Fred Towler was keen to go. He was 23 and his ship had government orders to steam 4300km from Auckland to patrol off Mururoa Atoll in French Polynesia.
"I was navy to do things for New Zealand, no matter what. I had agreed with nuclear weapons because then - in 1973 - we were under the American and British defence umbrella. But we knew this was not firing nuclear weapons - but a protest," recalls Mr Fowler, now 64.
Waiting weeks for the French to detonate a nuclear warhead, the ship's company, off duty, amused themselves with a Miss Otago contest, games of poker and bingo and a naval version of snakes and ladders called "uckers".
French military planes flying overhead were greeted by the sailors on deck with "brown eyes".
Their ship was to see one test on its assignment.
"When the test was about to happen we were below at battle stations with doors and hatches tightly closed. We knew where we were and were told it was a safe zone - and sat there while the bomb went off.
"We waited 10-15 minutes and then the captain broadcast we could look. We raced up top and could see the cloud slowly coming up the horizon."
Forty years on, Mr Towler is unsure whether he and his mates were exposed to radiation.
"You expected your boss to know you were going into atmosphere that was safe and you'd be fine."
But the belief of many Mururoa veterans that they were using desalinated sea water contaminated by nuclear fallout appalls Mr Towler.
"We showered in it twice a day."
That there could be a sinister side to a peaceful gesture by his Government did not dawn on him until well after he left the navy in late 1986.
Two of his three children, born some years after he came ashore, needed operations for a deformed gullet - the tube to the stomach.
His eldest son had slight cerebral palsy.
The medical specialist treating the gullet problem told him his was the only family in New Zealand to have that happen twice.
Also disturbing was the number of naval friends dying of cancer. "I can count on two hands the people who had cancer."
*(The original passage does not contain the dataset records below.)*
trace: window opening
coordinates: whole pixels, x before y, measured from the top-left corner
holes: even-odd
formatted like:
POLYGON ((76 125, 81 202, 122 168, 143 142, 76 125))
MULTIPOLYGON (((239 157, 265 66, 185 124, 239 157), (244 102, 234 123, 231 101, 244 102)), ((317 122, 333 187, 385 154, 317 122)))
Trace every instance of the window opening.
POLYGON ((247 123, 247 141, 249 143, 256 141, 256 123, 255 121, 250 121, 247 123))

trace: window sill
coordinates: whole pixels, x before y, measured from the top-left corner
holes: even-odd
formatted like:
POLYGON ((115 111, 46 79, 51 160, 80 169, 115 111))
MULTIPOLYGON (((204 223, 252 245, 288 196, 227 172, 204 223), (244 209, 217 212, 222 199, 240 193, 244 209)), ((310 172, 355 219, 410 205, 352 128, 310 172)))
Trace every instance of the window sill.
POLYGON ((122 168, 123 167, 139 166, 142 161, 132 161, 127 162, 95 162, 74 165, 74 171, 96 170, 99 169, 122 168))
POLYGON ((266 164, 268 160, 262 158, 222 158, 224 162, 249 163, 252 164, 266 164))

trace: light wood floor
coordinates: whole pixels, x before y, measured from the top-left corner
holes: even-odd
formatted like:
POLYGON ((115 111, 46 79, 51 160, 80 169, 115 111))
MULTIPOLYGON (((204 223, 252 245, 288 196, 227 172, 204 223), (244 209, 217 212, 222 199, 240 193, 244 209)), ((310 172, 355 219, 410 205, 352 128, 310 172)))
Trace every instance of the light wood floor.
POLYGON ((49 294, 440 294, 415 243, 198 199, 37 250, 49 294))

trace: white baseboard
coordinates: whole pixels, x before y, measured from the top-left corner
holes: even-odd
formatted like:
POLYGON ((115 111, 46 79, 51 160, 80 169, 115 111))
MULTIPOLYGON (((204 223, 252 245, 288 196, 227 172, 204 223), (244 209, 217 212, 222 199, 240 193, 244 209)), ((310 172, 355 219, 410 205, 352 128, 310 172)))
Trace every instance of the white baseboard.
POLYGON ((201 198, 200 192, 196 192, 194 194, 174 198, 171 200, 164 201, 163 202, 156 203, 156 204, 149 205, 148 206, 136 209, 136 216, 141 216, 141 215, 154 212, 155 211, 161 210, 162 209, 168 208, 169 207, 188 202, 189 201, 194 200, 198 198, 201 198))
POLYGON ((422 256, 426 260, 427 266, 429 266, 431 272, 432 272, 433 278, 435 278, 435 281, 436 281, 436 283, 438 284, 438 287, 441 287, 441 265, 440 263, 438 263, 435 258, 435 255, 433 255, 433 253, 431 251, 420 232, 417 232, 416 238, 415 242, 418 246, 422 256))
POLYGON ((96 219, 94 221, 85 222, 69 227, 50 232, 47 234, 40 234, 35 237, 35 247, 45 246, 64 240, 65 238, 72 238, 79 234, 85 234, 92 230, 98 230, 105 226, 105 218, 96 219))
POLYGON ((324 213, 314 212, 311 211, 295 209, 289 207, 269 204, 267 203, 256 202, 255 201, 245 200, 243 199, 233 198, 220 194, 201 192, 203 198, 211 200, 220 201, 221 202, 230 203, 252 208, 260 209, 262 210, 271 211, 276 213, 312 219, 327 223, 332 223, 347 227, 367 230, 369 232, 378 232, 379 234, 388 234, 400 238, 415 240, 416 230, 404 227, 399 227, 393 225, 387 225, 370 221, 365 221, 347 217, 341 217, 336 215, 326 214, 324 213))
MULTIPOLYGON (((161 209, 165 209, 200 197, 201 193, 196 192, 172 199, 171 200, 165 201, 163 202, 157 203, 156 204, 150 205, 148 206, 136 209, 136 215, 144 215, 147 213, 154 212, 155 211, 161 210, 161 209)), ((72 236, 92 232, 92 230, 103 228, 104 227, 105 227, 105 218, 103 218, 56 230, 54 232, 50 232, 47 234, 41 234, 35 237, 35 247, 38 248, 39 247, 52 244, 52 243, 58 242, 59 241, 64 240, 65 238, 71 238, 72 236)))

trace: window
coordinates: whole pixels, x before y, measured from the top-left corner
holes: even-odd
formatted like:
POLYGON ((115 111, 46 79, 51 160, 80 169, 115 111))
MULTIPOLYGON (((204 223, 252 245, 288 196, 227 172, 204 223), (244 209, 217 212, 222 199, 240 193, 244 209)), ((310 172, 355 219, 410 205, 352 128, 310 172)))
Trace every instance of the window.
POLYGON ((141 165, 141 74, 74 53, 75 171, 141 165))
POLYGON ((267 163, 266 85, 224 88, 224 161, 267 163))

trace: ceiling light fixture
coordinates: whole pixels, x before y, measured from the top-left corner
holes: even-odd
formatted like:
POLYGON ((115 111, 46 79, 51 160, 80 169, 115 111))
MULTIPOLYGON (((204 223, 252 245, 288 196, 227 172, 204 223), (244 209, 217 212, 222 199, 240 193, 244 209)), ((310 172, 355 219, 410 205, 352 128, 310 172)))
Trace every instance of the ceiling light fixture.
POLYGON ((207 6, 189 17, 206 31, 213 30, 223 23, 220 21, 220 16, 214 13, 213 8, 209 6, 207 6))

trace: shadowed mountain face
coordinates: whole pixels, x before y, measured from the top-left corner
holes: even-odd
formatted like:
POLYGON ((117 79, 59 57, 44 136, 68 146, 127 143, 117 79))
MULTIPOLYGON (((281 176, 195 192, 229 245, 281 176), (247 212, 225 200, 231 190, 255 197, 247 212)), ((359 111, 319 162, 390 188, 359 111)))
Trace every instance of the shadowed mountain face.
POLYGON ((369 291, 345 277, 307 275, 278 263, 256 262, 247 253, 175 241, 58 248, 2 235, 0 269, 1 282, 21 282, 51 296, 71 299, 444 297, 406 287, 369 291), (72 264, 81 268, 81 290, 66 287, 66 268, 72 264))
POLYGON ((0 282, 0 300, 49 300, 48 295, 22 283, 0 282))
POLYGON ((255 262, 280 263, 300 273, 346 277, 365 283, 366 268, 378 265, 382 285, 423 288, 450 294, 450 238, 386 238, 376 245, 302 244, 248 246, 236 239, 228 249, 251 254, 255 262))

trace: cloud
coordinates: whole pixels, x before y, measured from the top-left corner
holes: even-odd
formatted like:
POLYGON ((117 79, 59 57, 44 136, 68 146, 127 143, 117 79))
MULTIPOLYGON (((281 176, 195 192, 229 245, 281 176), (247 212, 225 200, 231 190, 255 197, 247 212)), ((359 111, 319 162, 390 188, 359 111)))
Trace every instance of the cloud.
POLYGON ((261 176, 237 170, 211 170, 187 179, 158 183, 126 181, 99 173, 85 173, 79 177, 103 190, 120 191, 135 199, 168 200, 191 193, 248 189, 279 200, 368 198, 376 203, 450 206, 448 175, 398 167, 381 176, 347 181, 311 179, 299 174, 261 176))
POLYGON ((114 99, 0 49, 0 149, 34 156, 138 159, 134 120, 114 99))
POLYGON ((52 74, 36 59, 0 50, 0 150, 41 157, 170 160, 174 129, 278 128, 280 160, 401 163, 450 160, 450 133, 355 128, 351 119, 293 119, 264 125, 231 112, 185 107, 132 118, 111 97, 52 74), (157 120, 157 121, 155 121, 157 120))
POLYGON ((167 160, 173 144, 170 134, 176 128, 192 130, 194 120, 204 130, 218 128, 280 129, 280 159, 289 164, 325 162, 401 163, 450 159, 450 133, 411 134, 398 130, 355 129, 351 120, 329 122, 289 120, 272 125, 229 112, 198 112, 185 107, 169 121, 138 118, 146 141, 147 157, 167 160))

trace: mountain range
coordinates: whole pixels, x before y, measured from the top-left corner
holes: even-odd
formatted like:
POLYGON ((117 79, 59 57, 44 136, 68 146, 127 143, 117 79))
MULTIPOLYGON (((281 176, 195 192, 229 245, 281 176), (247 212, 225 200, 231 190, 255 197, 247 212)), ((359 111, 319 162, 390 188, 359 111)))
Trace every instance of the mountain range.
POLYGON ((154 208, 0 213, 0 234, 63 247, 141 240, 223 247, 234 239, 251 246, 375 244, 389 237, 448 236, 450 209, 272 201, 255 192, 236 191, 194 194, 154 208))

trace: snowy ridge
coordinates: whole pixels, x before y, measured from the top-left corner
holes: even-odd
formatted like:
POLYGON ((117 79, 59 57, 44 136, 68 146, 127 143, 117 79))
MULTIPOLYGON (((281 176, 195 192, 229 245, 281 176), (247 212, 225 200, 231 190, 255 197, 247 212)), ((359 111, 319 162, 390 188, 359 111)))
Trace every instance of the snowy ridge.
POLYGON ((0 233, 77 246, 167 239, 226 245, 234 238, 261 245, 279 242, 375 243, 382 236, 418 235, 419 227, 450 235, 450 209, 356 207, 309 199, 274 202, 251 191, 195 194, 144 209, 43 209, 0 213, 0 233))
He had considered the possibility that "science got it completely wrong" when it came to assurances to the ships' officers that their crews would not be exposed to fallout risk and later, that they were not exposed.
"It is time that the Government looked into deformities of the children related to the crews on HMNZS Otago and HMNZS Canterbury," he said. "Some type of financial benefit to assist them in their life as disabled. At least, the Government should cover their medical costs."